Bunu anlayamayan bu yüksek beyinler, bir yandan da bir cevap üretmek zorundalar. Bu cevabı vermekte ne kadar gecikirlerse zaten bir süredir yerlerde sürünen karizmaları daha da çizilecek. Cevap yüksek zekalı danışmanlardan derhal başbakana ulaştırılıyor: “İllegal yapılar”, “komplolar”, “derin-mistik örgütler” . Bu biliyoruz ki bu aslında tüm “yandaşlara” verilmiş bir vur emri.
Statükoyu değiştirmek, “yüksek demokrasi”yi inşa etmek iddiasındakiler, mevcut devlet geleneğinin en karanlık – ahlaksız manipülasyon araçlarına, yurttaşı patolojik – terörist – düşman – öteki haline getirme yöntemlerine sığınarak gerçek niteliklerini ortaya koyuyorlar. Bunların bir şeyleri değiştirmek istediği kesin; ama asla dokunamayacakları, değiştiremeyecekleri şeyler var. Değiştiremezler, çünkü bazı şeylerden vazgeçerlerse iktidarda kalamazlar.

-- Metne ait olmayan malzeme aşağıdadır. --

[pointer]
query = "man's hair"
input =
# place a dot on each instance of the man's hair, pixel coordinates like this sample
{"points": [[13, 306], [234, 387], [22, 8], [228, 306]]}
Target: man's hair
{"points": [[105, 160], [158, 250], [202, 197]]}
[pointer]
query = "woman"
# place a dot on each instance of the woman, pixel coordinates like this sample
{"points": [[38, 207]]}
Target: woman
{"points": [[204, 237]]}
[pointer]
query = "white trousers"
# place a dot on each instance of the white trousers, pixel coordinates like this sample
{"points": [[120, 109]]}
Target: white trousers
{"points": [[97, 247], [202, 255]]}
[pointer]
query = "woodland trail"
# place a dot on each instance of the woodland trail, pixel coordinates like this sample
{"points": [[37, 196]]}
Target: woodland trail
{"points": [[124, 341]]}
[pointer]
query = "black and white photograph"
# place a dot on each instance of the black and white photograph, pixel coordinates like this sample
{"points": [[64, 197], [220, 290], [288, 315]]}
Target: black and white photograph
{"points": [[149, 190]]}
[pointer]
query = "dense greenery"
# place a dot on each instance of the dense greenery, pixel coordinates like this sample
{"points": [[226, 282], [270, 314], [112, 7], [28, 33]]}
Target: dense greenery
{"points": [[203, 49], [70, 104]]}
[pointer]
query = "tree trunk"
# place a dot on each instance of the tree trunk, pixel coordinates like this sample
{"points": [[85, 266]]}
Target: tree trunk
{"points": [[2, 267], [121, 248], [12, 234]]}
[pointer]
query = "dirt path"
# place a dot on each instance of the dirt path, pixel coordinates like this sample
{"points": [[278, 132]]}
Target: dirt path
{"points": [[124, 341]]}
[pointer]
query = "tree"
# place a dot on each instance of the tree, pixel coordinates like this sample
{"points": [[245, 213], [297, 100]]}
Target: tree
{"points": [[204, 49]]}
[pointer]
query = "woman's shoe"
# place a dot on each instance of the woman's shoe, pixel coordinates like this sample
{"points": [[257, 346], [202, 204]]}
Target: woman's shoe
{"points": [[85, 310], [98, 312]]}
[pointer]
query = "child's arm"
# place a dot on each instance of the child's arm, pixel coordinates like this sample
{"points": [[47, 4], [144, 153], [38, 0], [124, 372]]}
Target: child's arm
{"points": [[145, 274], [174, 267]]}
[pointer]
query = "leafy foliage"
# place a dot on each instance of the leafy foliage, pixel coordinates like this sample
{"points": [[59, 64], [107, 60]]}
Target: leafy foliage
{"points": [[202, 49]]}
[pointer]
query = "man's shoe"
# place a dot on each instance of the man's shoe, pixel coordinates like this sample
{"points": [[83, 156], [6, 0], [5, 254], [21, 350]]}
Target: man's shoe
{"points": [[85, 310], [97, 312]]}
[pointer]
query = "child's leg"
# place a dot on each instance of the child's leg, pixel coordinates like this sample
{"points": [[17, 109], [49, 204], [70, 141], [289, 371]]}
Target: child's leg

Bu çocukları belli ki yeni bir süreç bekliyor. Davalar açılacak, soruşturmalar başlayacak. İftiralar, itibarsızlaştırma çalışmaları öte yandan kurgulanacak. Ah bu çocuklar, bilmiyor muydunuz başınıza neler gelecek, ama yine de yaptınız yapacağınızı.
Biz üniversitelerin “özde” olamamış çalışanlarına, öğretim elemanlarına hep söylediğimiz bir şeyi daha yüksek sesle söylemek düşüyor: “Öğrencime dokunma!”. Ancak bunu demek yetmiyor artık, artık bunun yanına başka bir şeyler de eklemek gerek.